Eliza Mary Gore (artist)
1754-1802

Title

Landscape with figures and a distant view of Rome

Date of Production

1776

Medium

watercolour and bodycolour on laid paper, framed with thick bodycolour lines, which are now abraded and marred by residual adhesive as a result of being removed from an aperture mount; laid down on card composed of several layers of laid paper

Dimensions

Height: 26.1 cm
Width: 36.9 cm

Accession Number

D.2021.ST.18

Mode of Acquisition

The Spooner Charitable Trust, gift, 2021

Credit

Courtauld Gallery, London (Samuel Courtauld Trust)

Copyright

Work in the public domain

Location

On display

Label Text

The warm palette and liberal use of opaque watercolour in this idyllic scene of peasants at work along the banks of the river Tiber outside Rome reflect Eliza Gore’s largely European training. The daughter of the artist Charles Gore, she was born in London but spent most of her life in Italy and Germany. Her teacher, the German landscape painter Jacob Philipp Hackert, regarded her as his most gifted pupil. Most of Gore’s work entered German museums after her death, making this watercolour one of her few works in a British collection.

Notes

Eliza or Elizabeth Gore was the eldest of Gore’s three surviving daughters. She and her sisters, Emily (1756-c.1831) and Hannah Anne (1758-1826) were renowned beauties and were popular with the Royal Dukes (the sons of George III) who were on friendly terms with their father and regularly sailed in Gore’s yacht around thesouth coast. The influence of Philipp Hackert, a close family friend, from their time in Rome is evident in the present work. Eliza studied under Hackert, both in Italy and Weimar and according to Goethe, Hackert described her as his most gifted pupil. In 1776, the date of the present work, Eliza’s sister Hannah Anne married George Clavering-Cowper, the future 3rd Earl Cowper (1738-1789) in Florence. A wedding portrait showing the Cowper and Gore families by Johann Zoffany is in the Yale Center for British Art. Eliza is shown next to her sister Emily, holding a porte-crayon. Eliza married the Rev. Henry Wood D.D (1726-1790), the son of Francis Wood JP of Monk Bretton, Yorkshire. Charles Gore moved to Weimar in 1791 and Eliza, following the death of her husband the previous year, moved with him. She died there in 1802. The family collections were left to the Weimar Library, including a portrait of Eliza painted by Johann Tischbein in circa 1795. Two gouaches by her of Vesuvius erupting, dated 1775, are in the Klassik Stiftung, Weimar.A very similar composition by Gore is in the collection of the Klassik Stiftung, Weimar (inv. no.

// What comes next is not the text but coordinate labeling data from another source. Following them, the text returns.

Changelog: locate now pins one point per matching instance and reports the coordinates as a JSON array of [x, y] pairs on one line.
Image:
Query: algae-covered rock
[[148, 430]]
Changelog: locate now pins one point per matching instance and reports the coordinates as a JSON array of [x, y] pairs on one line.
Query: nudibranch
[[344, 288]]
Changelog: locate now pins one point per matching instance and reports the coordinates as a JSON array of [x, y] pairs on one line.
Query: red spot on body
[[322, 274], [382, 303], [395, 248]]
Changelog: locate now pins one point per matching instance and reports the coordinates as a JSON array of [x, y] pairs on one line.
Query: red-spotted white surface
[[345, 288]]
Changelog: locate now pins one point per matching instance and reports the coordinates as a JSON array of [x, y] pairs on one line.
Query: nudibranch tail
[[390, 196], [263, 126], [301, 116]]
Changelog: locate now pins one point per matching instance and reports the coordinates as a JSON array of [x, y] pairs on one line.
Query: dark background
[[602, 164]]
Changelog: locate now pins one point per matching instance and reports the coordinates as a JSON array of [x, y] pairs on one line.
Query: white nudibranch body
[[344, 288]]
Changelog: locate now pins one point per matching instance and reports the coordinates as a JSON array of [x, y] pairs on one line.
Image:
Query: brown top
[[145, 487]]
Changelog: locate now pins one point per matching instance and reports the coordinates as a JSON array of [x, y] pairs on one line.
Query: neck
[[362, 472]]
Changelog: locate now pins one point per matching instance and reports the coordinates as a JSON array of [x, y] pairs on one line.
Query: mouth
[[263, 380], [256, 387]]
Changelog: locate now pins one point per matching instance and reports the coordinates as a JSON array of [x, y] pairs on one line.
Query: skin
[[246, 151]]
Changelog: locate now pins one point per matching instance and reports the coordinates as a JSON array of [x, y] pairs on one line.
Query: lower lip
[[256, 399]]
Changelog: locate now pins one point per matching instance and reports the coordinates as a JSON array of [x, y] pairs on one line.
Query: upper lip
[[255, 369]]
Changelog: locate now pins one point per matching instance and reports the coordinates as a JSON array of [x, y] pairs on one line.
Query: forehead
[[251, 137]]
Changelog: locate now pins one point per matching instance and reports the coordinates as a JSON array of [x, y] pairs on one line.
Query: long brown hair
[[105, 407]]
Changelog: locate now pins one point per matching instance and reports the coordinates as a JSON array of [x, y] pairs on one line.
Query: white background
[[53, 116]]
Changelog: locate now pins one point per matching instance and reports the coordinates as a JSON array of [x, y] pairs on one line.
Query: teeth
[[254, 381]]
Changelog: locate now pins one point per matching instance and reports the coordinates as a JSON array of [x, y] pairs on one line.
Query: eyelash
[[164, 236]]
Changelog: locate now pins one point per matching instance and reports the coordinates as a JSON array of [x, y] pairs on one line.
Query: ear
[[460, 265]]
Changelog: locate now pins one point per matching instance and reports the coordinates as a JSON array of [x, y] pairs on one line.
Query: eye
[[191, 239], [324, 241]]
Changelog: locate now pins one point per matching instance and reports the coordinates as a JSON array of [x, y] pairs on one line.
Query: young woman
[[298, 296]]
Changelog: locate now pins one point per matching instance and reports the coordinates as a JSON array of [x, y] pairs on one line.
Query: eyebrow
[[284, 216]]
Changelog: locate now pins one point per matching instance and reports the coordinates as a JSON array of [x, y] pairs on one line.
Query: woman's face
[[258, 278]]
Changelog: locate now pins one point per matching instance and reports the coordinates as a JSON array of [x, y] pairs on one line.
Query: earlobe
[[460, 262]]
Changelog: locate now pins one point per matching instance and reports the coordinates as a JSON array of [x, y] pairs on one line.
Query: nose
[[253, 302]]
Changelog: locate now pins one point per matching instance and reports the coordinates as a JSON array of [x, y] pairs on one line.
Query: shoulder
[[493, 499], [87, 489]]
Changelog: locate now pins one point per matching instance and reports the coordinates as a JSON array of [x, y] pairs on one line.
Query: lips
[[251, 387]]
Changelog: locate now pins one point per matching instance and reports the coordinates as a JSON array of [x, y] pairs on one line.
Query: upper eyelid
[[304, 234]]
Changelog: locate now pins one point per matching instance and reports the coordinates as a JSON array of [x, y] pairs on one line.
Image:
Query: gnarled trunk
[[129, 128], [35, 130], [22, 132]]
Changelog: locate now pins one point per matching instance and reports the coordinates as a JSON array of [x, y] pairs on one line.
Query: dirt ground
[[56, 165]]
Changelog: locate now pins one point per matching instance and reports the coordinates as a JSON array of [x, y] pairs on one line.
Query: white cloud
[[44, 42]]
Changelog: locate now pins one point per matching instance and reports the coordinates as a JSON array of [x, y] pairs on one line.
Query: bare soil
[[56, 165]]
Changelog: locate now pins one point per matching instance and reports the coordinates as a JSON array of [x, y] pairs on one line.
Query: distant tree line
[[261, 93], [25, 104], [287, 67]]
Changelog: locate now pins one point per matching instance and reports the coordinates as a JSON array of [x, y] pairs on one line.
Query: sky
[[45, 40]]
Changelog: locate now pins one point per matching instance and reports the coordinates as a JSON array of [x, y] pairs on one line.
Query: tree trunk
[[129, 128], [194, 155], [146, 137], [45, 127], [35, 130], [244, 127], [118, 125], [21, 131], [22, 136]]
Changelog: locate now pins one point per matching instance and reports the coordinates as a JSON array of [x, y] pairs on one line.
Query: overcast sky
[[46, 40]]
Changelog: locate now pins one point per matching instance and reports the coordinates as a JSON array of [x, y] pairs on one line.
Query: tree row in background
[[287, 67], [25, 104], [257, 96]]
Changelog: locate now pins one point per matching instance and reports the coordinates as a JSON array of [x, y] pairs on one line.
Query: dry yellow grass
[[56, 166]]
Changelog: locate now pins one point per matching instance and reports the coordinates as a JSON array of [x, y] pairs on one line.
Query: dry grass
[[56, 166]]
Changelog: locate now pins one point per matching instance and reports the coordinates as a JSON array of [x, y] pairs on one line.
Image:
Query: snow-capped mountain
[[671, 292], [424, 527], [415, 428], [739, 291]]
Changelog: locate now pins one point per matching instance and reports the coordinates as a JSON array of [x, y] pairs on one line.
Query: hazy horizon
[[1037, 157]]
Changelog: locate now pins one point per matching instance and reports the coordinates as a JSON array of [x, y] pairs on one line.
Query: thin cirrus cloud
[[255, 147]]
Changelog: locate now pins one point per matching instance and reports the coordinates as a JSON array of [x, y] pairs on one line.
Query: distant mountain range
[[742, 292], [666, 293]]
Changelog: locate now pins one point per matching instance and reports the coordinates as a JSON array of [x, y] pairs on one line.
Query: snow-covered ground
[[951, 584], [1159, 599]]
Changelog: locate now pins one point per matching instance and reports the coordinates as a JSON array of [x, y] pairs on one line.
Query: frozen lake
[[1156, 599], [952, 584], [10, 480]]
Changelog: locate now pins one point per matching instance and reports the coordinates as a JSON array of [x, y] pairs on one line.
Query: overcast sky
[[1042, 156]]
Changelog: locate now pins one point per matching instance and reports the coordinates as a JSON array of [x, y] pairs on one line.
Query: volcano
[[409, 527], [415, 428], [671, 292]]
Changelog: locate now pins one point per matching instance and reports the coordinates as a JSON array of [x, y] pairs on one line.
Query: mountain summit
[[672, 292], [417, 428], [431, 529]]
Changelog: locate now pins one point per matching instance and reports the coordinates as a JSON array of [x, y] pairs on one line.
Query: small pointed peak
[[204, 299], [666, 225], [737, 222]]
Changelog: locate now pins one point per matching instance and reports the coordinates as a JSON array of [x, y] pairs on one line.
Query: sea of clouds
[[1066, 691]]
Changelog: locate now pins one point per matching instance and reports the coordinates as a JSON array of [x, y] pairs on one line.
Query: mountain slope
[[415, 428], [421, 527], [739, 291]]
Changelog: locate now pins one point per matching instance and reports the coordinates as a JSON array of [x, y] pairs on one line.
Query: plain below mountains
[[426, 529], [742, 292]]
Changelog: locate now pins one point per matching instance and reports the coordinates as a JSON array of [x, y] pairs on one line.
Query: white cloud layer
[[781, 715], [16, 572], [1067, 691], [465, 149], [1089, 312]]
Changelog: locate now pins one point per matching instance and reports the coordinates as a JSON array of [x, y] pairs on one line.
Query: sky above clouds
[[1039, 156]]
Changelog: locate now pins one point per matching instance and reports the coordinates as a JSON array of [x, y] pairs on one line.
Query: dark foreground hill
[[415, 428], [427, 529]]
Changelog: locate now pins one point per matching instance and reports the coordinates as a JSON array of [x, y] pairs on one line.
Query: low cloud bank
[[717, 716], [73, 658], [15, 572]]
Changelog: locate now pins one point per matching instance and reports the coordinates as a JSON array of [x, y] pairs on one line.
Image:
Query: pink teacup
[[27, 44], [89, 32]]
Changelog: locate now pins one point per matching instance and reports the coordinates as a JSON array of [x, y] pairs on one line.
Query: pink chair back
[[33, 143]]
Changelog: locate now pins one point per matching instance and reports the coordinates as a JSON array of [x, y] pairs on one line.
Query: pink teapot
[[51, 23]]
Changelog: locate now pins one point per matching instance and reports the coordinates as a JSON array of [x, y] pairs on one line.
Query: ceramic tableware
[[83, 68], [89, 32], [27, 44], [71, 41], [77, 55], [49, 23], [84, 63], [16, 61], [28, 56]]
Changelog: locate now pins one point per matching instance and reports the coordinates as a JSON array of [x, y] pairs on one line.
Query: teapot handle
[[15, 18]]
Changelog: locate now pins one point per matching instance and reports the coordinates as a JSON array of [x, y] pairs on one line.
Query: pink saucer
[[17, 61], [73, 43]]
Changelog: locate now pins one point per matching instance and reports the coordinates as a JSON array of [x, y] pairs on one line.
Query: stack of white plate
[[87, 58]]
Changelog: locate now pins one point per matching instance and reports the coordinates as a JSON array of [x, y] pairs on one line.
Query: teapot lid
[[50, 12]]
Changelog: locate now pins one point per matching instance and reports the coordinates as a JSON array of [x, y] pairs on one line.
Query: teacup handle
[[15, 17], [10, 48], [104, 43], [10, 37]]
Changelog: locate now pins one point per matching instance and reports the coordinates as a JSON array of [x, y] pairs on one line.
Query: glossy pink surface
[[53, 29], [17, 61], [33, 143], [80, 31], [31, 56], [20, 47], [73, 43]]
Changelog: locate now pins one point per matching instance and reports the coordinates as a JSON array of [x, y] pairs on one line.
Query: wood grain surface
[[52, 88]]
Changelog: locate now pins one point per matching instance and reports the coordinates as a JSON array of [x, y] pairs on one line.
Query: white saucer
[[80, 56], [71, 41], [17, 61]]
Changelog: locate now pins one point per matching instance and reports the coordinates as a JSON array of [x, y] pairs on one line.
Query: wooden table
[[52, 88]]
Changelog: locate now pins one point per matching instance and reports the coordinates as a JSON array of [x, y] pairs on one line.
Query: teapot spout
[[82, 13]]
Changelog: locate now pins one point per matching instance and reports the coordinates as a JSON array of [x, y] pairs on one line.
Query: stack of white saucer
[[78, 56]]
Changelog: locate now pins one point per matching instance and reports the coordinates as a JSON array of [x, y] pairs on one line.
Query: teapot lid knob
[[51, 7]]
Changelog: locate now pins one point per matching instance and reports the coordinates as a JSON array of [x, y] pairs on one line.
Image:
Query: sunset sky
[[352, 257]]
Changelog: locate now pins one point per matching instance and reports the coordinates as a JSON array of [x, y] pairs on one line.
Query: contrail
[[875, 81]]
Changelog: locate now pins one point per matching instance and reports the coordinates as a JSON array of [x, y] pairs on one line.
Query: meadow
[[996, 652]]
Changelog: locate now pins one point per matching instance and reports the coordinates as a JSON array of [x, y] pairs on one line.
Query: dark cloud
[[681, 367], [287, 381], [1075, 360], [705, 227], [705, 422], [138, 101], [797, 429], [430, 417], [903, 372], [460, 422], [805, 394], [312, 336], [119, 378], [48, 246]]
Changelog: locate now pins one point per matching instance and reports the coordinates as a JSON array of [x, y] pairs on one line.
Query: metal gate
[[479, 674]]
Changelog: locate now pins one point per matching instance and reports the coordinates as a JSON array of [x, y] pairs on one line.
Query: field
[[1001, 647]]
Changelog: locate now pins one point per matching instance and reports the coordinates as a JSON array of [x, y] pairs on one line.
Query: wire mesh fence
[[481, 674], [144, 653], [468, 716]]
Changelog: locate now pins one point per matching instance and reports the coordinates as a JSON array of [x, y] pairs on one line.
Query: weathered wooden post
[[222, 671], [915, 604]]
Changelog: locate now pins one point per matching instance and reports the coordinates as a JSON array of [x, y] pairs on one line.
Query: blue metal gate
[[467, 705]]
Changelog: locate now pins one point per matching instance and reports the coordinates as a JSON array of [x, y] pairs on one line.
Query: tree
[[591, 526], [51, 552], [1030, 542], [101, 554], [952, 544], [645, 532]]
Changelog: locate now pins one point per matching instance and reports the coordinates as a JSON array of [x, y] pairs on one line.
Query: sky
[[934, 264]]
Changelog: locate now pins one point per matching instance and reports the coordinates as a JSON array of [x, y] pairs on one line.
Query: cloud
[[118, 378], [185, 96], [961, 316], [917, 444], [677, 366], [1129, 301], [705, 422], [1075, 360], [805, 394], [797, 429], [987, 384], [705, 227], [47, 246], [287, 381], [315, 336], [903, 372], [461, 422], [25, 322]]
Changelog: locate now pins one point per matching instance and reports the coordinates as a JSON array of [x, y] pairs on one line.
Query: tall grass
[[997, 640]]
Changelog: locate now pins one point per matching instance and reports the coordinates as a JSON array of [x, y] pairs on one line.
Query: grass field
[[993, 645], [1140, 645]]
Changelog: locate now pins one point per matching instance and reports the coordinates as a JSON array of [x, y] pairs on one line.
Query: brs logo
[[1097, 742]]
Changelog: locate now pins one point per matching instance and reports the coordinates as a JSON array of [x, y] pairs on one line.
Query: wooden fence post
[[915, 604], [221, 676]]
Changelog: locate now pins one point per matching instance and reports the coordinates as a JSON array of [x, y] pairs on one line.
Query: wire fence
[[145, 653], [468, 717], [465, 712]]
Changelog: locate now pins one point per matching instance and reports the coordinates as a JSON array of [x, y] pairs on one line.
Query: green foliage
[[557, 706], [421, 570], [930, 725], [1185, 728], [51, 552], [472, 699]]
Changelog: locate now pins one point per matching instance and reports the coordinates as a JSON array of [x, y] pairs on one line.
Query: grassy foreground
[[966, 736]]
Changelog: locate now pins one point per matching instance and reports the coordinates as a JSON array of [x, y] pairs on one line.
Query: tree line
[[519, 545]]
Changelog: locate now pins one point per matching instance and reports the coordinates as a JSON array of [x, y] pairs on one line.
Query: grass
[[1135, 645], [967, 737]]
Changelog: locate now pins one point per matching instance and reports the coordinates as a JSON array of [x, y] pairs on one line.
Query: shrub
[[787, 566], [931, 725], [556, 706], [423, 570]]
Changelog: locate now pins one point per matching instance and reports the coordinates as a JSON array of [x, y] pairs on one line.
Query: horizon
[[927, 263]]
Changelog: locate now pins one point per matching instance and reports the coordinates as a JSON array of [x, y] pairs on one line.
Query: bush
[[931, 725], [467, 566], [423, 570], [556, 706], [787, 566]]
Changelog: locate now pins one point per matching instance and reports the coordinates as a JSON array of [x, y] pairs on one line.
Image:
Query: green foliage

KK 766).

Provenance

Private collection, London, purchased at auction c. 2011; Guy Peppiatt Fine Art, London, 2021; purchased there by the Spooner Trust, 2021

Exhibition History

A View of One's Own, Landscapes by British Women Artists, 1760-1860, Courtauld Gallery, London, 28/01/2026-20/05/2026

Drawings and Watercolours by Charles Gore (1729-1807), Guy Peppiatt Fine Art, London, 02/07/2021-09/07/2021

Literature

Drawings and Watercolours by Charles Gore (1729-1807), Guy Peppiatt Fine Art, London, 2021
cat. no. 17
Exhibition - Guy Peppiatt Fine Art Gallery, London, 2-9 July 2021.

Inscriptions

Watermark: Watermarks: centre: “IV”. Backing sheet (historic), Verso: centre: a name composed of double lines, but unable to decipher; possibly marred by further marks on inner layers of laid paper.

Collector's mark: none.

Inscription: Recto: lower left corner, white bodycolour, signed and dated: "EM. Gore / 1776".